We can apply the well-known guiding principles, called the Bradford Hill criteria, for getting at causality given the entirety of the evidence:

  1. Strength (effect size): A small association does not mean that there is not a causal effect, though the larger the association, the more likely that it is causal.
  2. Consistency (reproducibility): Consistent findings observed by different persons in different places with different samples strengthens the likelihood of an effect.
  3. Specificity: Causation is likely if there is a very specific population at a specific site and disease with no other likely explanation. The more specific an association between a factor and an effect is, the bigger the probability of a causal relationship.[1]
  4. Temporality: The effect has to occur after the cause (and if there is an expected delay between the cause and expected effect, then the effect must occur after that delay).
  5. Biological gradient (dose–response relationship): Greater exposure should generally lead to greater incidence of the effect. However, in some cases, the mere presence of the factor can trigger the effect. In other cases, an inverse proportion is observed: greater exposure leads to lower incidence.[1]
  6. Plausibility: A plausible mechanism between cause and effect is helpful (but Hill noted that knowledge of the mechanism is limited by current knowledge).
  7. Coherence: Coherence between epidemiological and laboratory findings increases the likelihood of an effect. However, Hill noted that “lack of such [laboratory] evidence cannot nullify the epidemiological effect on associations”.
  8. Experiment: “Occasionally it is possible to appeal to experimental evidence”.
  9. Analogy: The use of analogies or similarities between the observed association and any other associations.

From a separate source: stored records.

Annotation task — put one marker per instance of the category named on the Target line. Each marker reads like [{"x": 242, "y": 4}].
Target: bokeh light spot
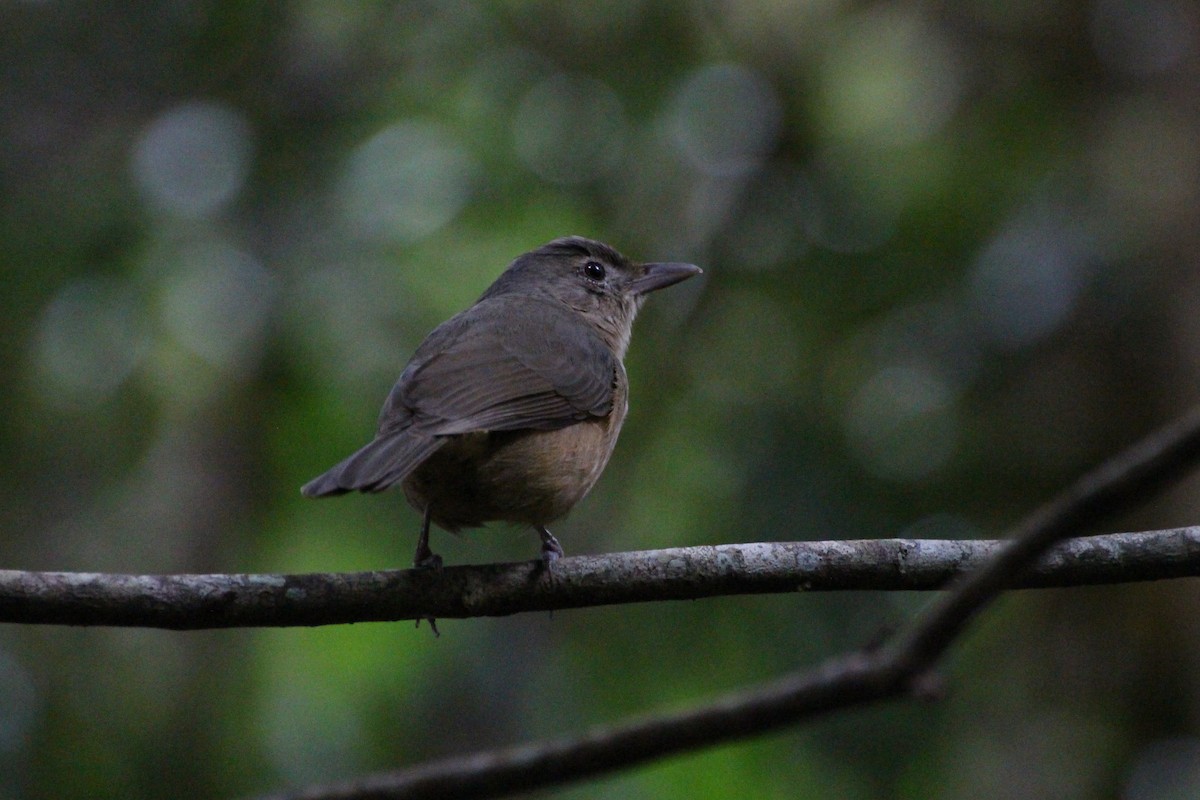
[
  {"x": 90, "y": 337},
  {"x": 217, "y": 304},
  {"x": 193, "y": 160}
]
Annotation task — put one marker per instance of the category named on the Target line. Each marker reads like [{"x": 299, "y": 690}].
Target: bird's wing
[{"x": 504, "y": 364}]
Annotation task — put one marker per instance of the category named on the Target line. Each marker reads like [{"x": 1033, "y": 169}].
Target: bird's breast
[{"x": 522, "y": 476}]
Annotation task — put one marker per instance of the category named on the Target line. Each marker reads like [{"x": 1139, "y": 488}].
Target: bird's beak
[{"x": 663, "y": 275}]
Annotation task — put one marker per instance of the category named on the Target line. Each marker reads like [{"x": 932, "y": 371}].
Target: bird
[{"x": 509, "y": 410}]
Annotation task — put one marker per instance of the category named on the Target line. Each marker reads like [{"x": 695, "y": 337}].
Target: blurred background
[{"x": 951, "y": 263}]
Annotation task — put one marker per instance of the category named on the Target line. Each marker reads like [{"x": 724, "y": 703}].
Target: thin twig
[
  {"x": 899, "y": 667},
  {"x": 207, "y": 601}
]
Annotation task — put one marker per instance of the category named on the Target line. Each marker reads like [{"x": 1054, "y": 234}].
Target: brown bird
[{"x": 509, "y": 410}]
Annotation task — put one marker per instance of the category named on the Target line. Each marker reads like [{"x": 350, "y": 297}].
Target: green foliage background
[{"x": 951, "y": 263}]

What is the effect size? Well, for some studies, rather large, say 50-100% increase in some cancers in rodents. But for the human studies, we see nothing that is remotely consistent with this. Of course, most people don’t drink a lot of diet soda, so their life-long dose would be rather small, and they would mostly contribute noise. But some people drink say 2 liters of diet soda every day for decades. If the effect is as strong as the rodent studies suggest, clearly, some of these cancers should have a large number of such persistent drinkers, but that is apparently not the case.

There is no consistency because no one else has apparently done these rodent studies somewhere else.

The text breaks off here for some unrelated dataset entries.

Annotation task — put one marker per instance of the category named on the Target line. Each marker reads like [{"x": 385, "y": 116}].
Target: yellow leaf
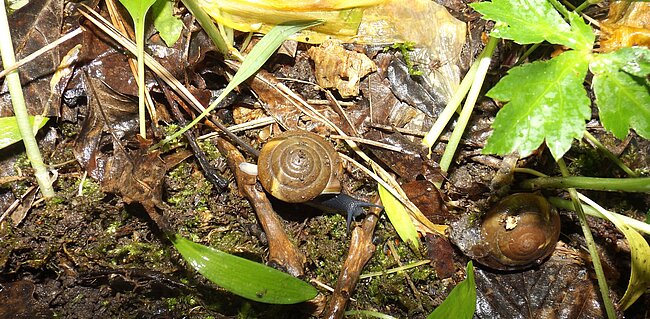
[
  {"x": 640, "y": 256},
  {"x": 400, "y": 218},
  {"x": 340, "y": 18}
]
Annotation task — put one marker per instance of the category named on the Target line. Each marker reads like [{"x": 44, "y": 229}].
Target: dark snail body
[{"x": 302, "y": 167}]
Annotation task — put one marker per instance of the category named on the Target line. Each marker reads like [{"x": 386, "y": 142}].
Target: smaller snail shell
[
  {"x": 297, "y": 166},
  {"x": 520, "y": 231}
]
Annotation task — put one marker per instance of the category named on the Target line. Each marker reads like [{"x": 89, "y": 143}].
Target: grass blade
[{"x": 244, "y": 277}]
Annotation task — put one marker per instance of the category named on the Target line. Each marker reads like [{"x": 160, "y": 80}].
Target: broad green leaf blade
[
  {"x": 253, "y": 62},
  {"x": 547, "y": 102},
  {"x": 137, "y": 9},
  {"x": 640, "y": 256},
  {"x": 400, "y": 218},
  {"x": 622, "y": 92},
  {"x": 244, "y": 277},
  {"x": 9, "y": 132},
  {"x": 263, "y": 50},
  {"x": 534, "y": 21},
  {"x": 168, "y": 25},
  {"x": 461, "y": 302}
]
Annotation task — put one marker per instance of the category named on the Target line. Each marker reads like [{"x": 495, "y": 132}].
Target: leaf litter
[{"x": 104, "y": 234}]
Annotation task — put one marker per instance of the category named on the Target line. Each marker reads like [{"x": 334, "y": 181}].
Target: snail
[
  {"x": 519, "y": 232},
  {"x": 302, "y": 167}
]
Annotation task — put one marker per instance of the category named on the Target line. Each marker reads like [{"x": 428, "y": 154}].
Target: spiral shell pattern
[
  {"x": 297, "y": 166},
  {"x": 520, "y": 231}
]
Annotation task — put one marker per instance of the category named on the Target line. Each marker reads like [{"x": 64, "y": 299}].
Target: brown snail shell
[
  {"x": 520, "y": 231},
  {"x": 517, "y": 233},
  {"x": 297, "y": 166}
]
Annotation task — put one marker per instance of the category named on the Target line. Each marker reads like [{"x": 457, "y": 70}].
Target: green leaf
[
  {"x": 9, "y": 132},
  {"x": 534, "y": 21},
  {"x": 168, "y": 25},
  {"x": 138, "y": 10},
  {"x": 547, "y": 102},
  {"x": 639, "y": 252},
  {"x": 400, "y": 218},
  {"x": 622, "y": 92},
  {"x": 461, "y": 302},
  {"x": 244, "y": 277}
]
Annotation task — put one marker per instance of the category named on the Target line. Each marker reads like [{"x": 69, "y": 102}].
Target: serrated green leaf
[
  {"x": 168, "y": 25},
  {"x": 534, "y": 21},
  {"x": 461, "y": 301},
  {"x": 400, "y": 218},
  {"x": 547, "y": 102},
  {"x": 622, "y": 91},
  {"x": 244, "y": 277},
  {"x": 9, "y": 132}
]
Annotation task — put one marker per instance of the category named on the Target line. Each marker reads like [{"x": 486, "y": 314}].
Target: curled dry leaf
[{"x": 339, "y": 68}]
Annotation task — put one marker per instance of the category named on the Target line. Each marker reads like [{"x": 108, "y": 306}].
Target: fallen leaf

There is no specificity, as the kinds of cancer seem to change at random between the rodent studies. First it’s in the blood, then it’s the kidneys, then lungs. These don’t make a lot of sense to me. The comparison case is lung cancer from smoking. Smoking is very strongly associated with lung cancer, and for obvious mechanistic reasons, and not much associated with other cancers. That’s the kind of pattern we would expect unless we somehow think that aspartame increases the likelihood of all kinds of cancers despite being processed in the small intestines.

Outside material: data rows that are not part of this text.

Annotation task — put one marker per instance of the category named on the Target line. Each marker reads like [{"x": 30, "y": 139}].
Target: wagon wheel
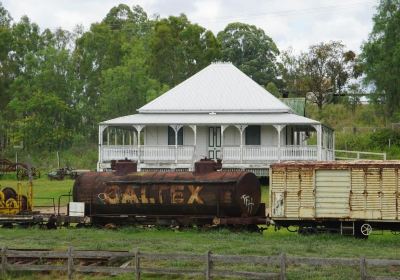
[
  {"x": 22, "y": 173},
  {"x": 366, "y": 229}
]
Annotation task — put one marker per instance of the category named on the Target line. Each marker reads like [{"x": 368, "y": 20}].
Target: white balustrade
[
  {"x": 299, "y": 152},
  {"x": 231, "y": 154},
  {"x": 260, "y": 153},
  {"x": 157, "y": 153},
  {"x": 119, "y": 152}
]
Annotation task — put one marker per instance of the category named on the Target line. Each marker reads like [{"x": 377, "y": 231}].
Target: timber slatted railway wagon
[{"x": 346, "y": 197}]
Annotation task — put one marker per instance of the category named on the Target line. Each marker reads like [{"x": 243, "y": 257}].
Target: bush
[{"x": 382, "y": 137}]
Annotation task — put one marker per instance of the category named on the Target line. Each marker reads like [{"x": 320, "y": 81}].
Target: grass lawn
[
  {"x": 165, "y": 240},
  {"x": 44, "y": 190}
]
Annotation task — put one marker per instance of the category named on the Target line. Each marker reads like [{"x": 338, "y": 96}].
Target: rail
[
  {"x": 118, "y": 262},
  {"x": 353, "y": 155}
]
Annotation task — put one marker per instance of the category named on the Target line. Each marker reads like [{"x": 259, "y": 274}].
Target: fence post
[
  {"x": 70, "y": 268},
  {"x": 208, "y": 265},
  {"x": 137, "y": 264},
  {"x": 3, "y": 262},
  {"x": 363, "y": 269},
  {"x": 283, "y": 267}
]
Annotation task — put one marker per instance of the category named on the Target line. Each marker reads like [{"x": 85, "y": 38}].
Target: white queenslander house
[{"x": 217, "y": 113}]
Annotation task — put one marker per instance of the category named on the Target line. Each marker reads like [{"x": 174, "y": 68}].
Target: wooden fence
[{"x": 73, "y": 261}]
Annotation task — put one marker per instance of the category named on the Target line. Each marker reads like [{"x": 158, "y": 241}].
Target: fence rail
[{"x": 118, "y": 262}]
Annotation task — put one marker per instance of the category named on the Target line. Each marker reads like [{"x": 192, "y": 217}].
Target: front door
[{"x": 214, "y": 142}]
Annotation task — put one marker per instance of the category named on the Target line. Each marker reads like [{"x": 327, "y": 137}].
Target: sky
[{"x": 290, "y": 23}]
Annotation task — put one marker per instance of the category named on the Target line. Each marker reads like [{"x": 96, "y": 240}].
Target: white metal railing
[
  {"x": 119, "y": 152},
  {"x": 157, "y": 153},
  {"x": 251, "y": 154},
  {"x": 299, "y": 153},
  {"x": 260, "y": 153},
  {"x": 231, "y": 154},
  {"x": 148, "y": 153}
]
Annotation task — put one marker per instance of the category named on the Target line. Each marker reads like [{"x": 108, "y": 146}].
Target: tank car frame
[{"x": 206, "y": 196}]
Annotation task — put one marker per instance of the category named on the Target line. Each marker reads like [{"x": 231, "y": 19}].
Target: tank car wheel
[{"x": 366, "y": 229}]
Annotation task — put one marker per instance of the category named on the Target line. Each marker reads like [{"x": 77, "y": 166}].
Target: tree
[
  {"x": 381, "y": 56},
  {"x": 6, "y": 71},
  {"x": 42, "y": 105},
  {"x": 128, "y": 86},
  {"x": 179, "y": 49},
  {"x": 100, "y": 52},
  {"x": 324, "y": 71},
  {"x": 251, "y": 50}
]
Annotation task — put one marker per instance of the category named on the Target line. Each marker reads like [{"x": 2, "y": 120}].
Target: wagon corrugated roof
[{"x": 220, "y": 87}]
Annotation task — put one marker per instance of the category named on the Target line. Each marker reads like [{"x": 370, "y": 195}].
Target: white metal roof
[
  {"x": 207, "y": 119},
  {"x": 220, "y": 87}
]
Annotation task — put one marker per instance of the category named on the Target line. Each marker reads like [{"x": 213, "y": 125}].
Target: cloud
[{"x": 289, "y": 22}]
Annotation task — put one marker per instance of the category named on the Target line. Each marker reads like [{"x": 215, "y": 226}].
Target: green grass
[
  {"x": 218, "y": 241},
  {"x": 44, "y": 190}
]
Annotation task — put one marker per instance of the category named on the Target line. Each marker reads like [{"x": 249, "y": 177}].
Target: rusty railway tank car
[{"x": 205, "y": 196}]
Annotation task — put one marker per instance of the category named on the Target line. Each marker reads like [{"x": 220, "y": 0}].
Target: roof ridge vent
[{"x": 221, "y": 62}]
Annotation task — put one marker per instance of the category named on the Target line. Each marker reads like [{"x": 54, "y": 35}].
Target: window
[
  {"x": 171, "y": 136},
  {"x": 253, "y": 135}
]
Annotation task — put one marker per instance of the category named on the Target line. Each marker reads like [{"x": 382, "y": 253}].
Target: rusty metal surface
[
  {"x": 365, "y": 190},
  {"x": 223, "y": 193},
  {"x": 342, "y": 164}
]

Dose-response curve? Yes, we do see these in the rodent studies, with some noise.

Plausibility? There isn’t any.

Coherence? There’s no coherence between the epidemiological, human studies and the rodent studies. Now, we could ad hoc hypothesize that humans are somehow immune to this problem, but why would that be? Artificial sweeteners are new, so humans haven’t evolved some protection against them. Possibly, some other quirk of human metabolism protects us, but which one? Also we don’t even care if rodents get cancer from aspartame if this is unrelated to human cancers.

Conclusions

Overall I don’t think there’s much need to worry about the recent reclassification as “possibly carcinogenic”. Clearly, science is being silly as usual. Aspartame is consumed in massive quantities worldwide. It is in every government’s interest to sponsor a large, pre-registered, open source study to end this debate. But why hasn’t this been done? It seems like this should have been done already decades ago.